是夜,待到楚瑞图和楚怀清归家已经是戌时末,夜色如墨。
郑氏还在前厅候着,今天倒是奇怪,平日哪有那么晚了还不归家的。郑氏心中倒是有些不安。
见两人归家,,她才把心放肚子里了,忙迎上去,送了两杯热茶。
楚怀清疲乏得很,安抚好了妻子,便让她早些去休息,明日他再去给郑老夫人请安。
今日,当务之急还是忙让人请了楚昭明去书房议事。
“孙儿见过父亲,见过祖父。”楚昭明原本都打算歇下了,听到祖父父亲漏夜叫她,想来今天事情应该也是不小,忙更了衣去书房,可怜青禾都睡下了,又被提了起来。
“无妨坐吧。”楚瑞图示意楚昭明一同坐下叙话,“今天也晚了,本也是不想叫你跑着一趟的,平白折腾,可今日发生了一桩大事,怀清你说吧。”
楚怀清道,“今日太子在朝堂之上突然发难,说京中有禁药,也就是那神仙散,私下贩售,恐牵连甚广,此等藐视皇权之事,垦请陛下彻查此事。”
原又是为了那神仙散,要说着李允慎,当真是个有城府心机的。
楚昭明不过略提了一嘴“养和堂”的消息,他倒真的是记在了心里。就凭着这无凭无据的三言两语,倒是真叫他查出了些东西。
……
今日早朝之上。
“啪!”一声脆响,惊得满朝文武心头一颤。官家将太子呈上的折奏重重地掷到地上,“当真是胆大妄为好一个太平盛世!好一个朗朗乾坤!”官家的声音不大,却带着雷霆威压,在大殿内反复回荡。
“朕以为京师乃天下表率,法度森严,却没想到,这金瓦之下,竟也藏污纳垢至此!那些药铺,打着济世救人的幌子,行的却是鸩杀害命的勾当!私藏禁药,是要毁了百姓,毁了朝纲啊!”
说到最后,官家声音陡然拔高,带着几分怒不可遏。
冯家当日事发,官家为了自己颜面还有朝中那么多权贵的颜面,并未深究。
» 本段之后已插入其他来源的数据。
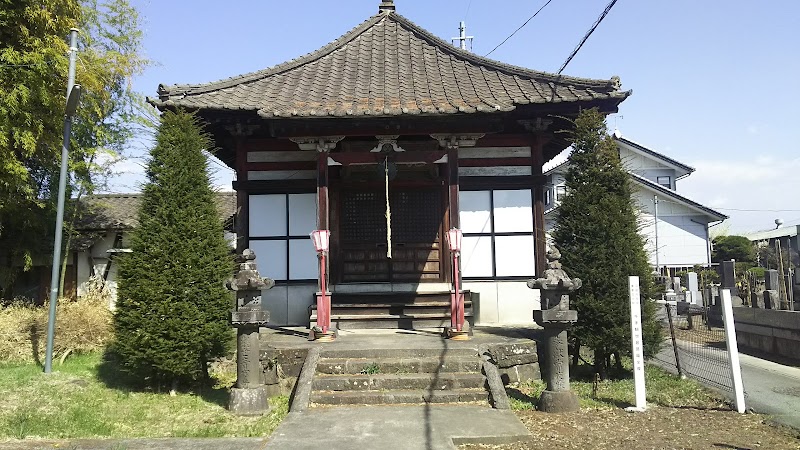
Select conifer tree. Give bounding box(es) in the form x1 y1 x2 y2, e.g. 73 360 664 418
112 112 233 389
553 109 661 379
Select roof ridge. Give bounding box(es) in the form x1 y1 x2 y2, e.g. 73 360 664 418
628 172 728 220
388 12 621 90
158 12 391 97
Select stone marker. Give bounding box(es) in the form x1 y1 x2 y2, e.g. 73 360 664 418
528 246 582 413
686 272 703 306
720 259 739 297
226 249 275 416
只盼着这些人能识时务,严整家风。
可这才几日啊!一帮子不争气的东西,给脸不要。
“官家息怒,此毒危害甚大,为求天下太平,依儿臣之见,此事当严查!”太子立于阶下,面色凝重,眼熟略扫过一旁的郕王。
官家手指向殿外,指着朱雀门的方向,喝道:“传朕旨意!即刻起,京城九门严加看守,严查京中所有药铺!无论字号大小,无论背景深浅,上至百年老字号,下至街边草药摊,一并严加搜检!”
官家的每一个字都带着寒意,“凡发现私藏禁药、违禁配方者,一律收监,抄没家产,查封铺面。朕倒要看看,是谁给了他们这么大的胆子,”
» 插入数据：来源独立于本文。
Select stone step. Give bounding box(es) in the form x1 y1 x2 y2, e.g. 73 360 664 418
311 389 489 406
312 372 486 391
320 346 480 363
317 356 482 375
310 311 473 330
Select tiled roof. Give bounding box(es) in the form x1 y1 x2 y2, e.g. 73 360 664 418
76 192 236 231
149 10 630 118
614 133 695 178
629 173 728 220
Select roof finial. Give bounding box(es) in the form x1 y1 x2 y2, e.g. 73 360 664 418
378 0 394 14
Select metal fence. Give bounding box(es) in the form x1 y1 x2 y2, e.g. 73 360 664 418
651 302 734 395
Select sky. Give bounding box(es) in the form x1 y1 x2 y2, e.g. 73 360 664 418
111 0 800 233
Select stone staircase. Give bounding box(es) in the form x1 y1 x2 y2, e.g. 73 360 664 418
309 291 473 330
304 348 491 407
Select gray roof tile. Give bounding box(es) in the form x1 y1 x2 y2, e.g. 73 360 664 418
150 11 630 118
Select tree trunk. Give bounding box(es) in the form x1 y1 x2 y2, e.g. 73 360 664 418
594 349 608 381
官家打量着站在一旁的太子,“允承,你身为太子,可愿领命督查?”
“儿臣责无旁贷。”李允承无暇去看一旁郕王那黑得几乎能滴出墨的脸色,这个机会,他不能错过。“儿臣定当严查此事,必不使一人喊冤,也定不轻纵。”
“好,那朕就将此事,全权委任给你,朝中要用些什么人,你自己去挑。尔等需鼎力襄助。”
“儿臣多谢父皇信任,必不会姑息养奸。”
闻言,官家目光深幽却未再发一言。
大殿之内死一般的寂静后,文武百官皆伏地叩首,齐声高呼:“官家息怒,臣等遵旨!”
……
楚昭明看着祖父和父亲面色凝重,“祖父、父亲,又是为着神仙散,那冯政南之事可会牵连祖父?”
楚瑞图沉了沉接过话道,“冯家那事,我早就回禀了官家,官家仁德圣明,是以并没有怪罪。”
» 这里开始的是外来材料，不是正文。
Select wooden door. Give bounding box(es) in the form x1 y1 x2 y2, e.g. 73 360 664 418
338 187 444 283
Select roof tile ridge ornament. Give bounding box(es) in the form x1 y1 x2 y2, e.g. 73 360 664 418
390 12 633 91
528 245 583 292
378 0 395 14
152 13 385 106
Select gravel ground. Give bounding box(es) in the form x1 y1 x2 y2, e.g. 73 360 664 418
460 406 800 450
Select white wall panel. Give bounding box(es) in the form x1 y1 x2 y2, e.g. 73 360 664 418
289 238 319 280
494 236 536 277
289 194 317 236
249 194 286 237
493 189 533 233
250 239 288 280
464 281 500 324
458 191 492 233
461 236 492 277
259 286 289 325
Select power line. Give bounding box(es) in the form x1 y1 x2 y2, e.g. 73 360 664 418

是了,祖父一直都是谨慎的。楚昭明顿了顿,“祖父,官家圣明,可此事毕竟是从国子监闹开的,祖父还是要严加监管,若是再闹出点什事来,那才是大麻烦的。”
“你说得不错,日后国子监会严加审查,年后,我打算让所有人都住到监院里,若有什么变故,也能第一时间发现。”楚瑞图知道若是有人在春闱上出乱子,那就真的是在打官家的脸了。
“祖父思虑深远。”楚昭明笑着恭维倒,“敢问父亲一句,今日您和祖父那么晚才散值,莫不是太子钦点的人员里,也有您二位。”